14.5. C++ and the Numpy C API

Numpy is a powerful arrary based data structure with fast vector and array operations. It has a fully featured C API. This section describes some aspects of using Numpy with C++.

14.5.1. Initialising Numpy

The Numpy C API must be setup so that a number of static data structures are initialised correctly. The way to do this is to call import_array() which makes a number of Python import statements so the Python interpreter must be initialised first. This is described in detail in the Numpy documentation so this document just presents a cookbook approach.

14.5.2. Verifying Numpy is Initialised

import_array() always returns NUMPY_IMPORT_ARRAY_RETVAL regardless of success instead we have to check the Python error status:

#include <Python.h>
#include "numpy/arrayobject.h" // Include any other Numpy headers, UFuncs for example.

// Initialise Numpy
import_array();
if (PyErr_Occurred()) {
    std::cerr << "Failed to import numpy Python module(s)." << std::endl;
    return NULL; // Or some suitable return value to indicate failure.
}

In other running code where Numpy is expected to be initialised then PyArray_API should be non-NULL and this can be asserted:

assert(PyArray_API);

14.5.3. Numpy Initialisation Techniques

14.5.3.1. Initialising Numpy in a CPython Module

Taking the simple example of a module from the Python documentation we can add Numpy access just by including the correct Numpy header file and calling import_numpy() in the module initialisation code:

#include <Python.h>

#include "numpy/arrayobject.h" // Include any other Numpy headers, UFuncs for example.
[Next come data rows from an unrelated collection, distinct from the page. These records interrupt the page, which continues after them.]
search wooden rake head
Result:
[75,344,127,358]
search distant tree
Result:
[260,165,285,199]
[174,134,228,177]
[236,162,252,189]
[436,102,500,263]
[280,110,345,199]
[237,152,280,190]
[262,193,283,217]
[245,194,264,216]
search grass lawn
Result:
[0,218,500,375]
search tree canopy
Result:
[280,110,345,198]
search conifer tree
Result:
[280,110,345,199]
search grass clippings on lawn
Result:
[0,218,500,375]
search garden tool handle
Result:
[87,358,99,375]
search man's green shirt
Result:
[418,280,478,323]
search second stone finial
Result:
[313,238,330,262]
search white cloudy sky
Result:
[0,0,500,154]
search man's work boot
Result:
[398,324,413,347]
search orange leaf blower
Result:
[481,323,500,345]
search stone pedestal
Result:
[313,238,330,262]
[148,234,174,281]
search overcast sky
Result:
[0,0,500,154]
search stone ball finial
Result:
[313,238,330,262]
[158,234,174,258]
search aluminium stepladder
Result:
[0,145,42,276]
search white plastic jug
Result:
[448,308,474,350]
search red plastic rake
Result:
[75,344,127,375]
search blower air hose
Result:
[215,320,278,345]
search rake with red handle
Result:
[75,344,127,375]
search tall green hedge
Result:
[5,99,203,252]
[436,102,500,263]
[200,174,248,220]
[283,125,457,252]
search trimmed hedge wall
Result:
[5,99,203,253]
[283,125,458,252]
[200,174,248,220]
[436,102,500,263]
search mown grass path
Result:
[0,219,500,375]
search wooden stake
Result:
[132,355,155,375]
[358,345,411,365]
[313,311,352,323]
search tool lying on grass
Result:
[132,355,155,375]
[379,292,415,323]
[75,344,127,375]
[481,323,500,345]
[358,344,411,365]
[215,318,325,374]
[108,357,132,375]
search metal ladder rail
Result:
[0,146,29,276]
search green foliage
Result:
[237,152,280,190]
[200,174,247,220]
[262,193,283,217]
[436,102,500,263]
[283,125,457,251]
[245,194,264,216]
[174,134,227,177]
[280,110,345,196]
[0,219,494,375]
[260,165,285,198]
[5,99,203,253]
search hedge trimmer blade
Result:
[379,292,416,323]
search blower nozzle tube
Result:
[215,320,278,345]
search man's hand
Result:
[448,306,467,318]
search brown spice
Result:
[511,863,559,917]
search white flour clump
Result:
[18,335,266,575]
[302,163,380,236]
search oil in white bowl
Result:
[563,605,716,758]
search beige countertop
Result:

static PyMethodDef SpamMethods[] = {
    ...
    {NULL, NULL, 0, NULL}        /* Sentinel */
};

static struct PyModuleDef spammodule = {
   PyModuleDef_HEAD_INIT,
   "spam",   /* name of module */
   spam_doc, /* module documentation, may be NULL */
   -1,       /* size of per-interpreter state of the module,
                or -1 if the module keeps state in global variables. */
   SpamMethods
};

PyMODINIT_FUNC
PyInit_spam(void) {
    ...
    assert(! PyErr_Occurred());
    import_numpy(); // Initialise Numpy
    if (PyErr_Occurred()) {
        return NULL;
    }
    ...
    return PyModule_Create(&spammodule);
}

That is fine for a singular translation unit but you have multiple translation units then each has to initialise the Numpy API which is a bit extravagant. The following sections describe how to manage this with multiple translation units.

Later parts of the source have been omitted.